What are your thoughts on captchas? Have you used either of these technologies on your site? Do you know of any other alternatives?

Web stats for beginners

October 10, 2008

One of the beautiful things about web publishing is the feedback. We know, pretty quickly, who’s clicking on what and how much time they’re spending there. The system’s not exactly foolproof, but it’s pretty good; the downside, of course, is it’s all too easy to spend way too much time playing with Google Analytics rather than doing everything else on your to-do list.

But I know that the world of web stats can be confusing for a lot of people. To start with, I wanted to give definitions of some common acronyms/words so that you have a better idea of what you’re reading when you look at site statistics. It’s likely that I’ve left some out, so please let me know in the comments and I’ll expand the post.

UVs/unique visitors: The number of different people that visited your site in a particular time period (usually a month). An industry standard to measure a site’s reach. In this number, each visitor is counted only once, no matter how many times they visited the site. Stats tools aren’t omniscient, so often UVs actually translates into unique computers rather than unique people (if more than one person in a household view a site, it’s counted only once); on the other hand, if you’re looking at a site from home and at work, you count as two UVs even though you’re one person.
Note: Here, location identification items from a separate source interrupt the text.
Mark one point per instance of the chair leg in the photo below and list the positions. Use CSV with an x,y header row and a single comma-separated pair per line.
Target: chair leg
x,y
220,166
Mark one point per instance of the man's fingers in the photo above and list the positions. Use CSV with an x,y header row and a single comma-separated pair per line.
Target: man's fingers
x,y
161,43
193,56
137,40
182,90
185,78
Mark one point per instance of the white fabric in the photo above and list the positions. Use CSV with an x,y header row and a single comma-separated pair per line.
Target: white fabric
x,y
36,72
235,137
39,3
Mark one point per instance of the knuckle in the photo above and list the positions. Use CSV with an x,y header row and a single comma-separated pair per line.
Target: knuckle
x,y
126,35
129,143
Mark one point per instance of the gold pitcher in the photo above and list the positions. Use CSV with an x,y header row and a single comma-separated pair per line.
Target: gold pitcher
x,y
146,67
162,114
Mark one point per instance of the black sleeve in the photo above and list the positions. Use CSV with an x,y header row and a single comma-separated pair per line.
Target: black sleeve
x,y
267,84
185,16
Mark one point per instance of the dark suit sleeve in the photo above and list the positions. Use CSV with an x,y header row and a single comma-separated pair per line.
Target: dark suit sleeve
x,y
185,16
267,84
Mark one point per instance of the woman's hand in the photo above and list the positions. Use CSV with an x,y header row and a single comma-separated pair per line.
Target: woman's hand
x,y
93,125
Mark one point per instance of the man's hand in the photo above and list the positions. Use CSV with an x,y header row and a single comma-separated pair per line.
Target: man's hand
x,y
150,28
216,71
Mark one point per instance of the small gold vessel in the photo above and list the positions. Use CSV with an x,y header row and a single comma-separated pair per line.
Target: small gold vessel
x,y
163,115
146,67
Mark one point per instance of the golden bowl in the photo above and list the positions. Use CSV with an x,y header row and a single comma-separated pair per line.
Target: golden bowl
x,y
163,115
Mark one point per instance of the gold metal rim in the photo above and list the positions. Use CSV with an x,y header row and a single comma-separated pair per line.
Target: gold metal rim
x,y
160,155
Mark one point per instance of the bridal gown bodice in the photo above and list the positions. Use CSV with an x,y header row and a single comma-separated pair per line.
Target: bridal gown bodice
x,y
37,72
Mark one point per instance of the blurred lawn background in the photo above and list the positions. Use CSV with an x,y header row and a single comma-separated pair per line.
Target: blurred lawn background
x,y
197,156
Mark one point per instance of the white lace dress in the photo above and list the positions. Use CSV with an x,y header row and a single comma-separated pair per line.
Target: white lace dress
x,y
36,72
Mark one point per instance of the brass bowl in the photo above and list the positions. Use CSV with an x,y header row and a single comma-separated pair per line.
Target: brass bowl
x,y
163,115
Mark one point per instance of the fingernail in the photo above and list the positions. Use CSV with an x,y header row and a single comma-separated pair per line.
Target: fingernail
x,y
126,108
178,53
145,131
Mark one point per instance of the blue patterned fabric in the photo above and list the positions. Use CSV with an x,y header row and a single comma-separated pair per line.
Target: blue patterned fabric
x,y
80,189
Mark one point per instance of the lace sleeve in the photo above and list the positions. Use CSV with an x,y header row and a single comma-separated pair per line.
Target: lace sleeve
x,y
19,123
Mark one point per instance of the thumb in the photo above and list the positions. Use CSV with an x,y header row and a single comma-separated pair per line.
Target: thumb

Total visits: The number of visits to your site in a particular time period (usually a month). So if someone visits your site seven days out of that month, it counts as seven visits.

Pageviews: The total number of your pages that were viewed in a time period (also usually a month). Total visits times average pages per visitor should equal total pageviews.

Pages per visitor: The number of pages each visitor viewed on your site before they left (closed their browser, moved to a different site). A high number of pages per visitor is said to indicate high engagement – readers wanting to spend lots of time and read lots of articles – although my theory is that high pages per visitor often means it’s hard for people to find what they want and they end up clicking around a lot before they reach their goal. (Forcing people to click several times to get to your “contact us” form is a good way to increase both pages per visitor and user annoyance, which is so far not measured by Google Analytics.) Pages per visitor is usually quoted as an average but you can often dig through your sites to get real numbers: e.g., 70% of visitors viewed only one page, 10% viewed two, 15% viewed three, 5% viewed four or more, etc.

Bounce rate: The percentage of visitors who entered and left on a certain page. If a page on your site has a bounce rate of 70%, it means 70% of the people who entered on that page (either through a link from elsewhere or through typing it in) left before going anywhere else on your site.

Landing page: The page a visitor entered on – in other words, the first page of your site that they saw on any particular visit.

Exit page: The last page a visitor viewed before leaving your site.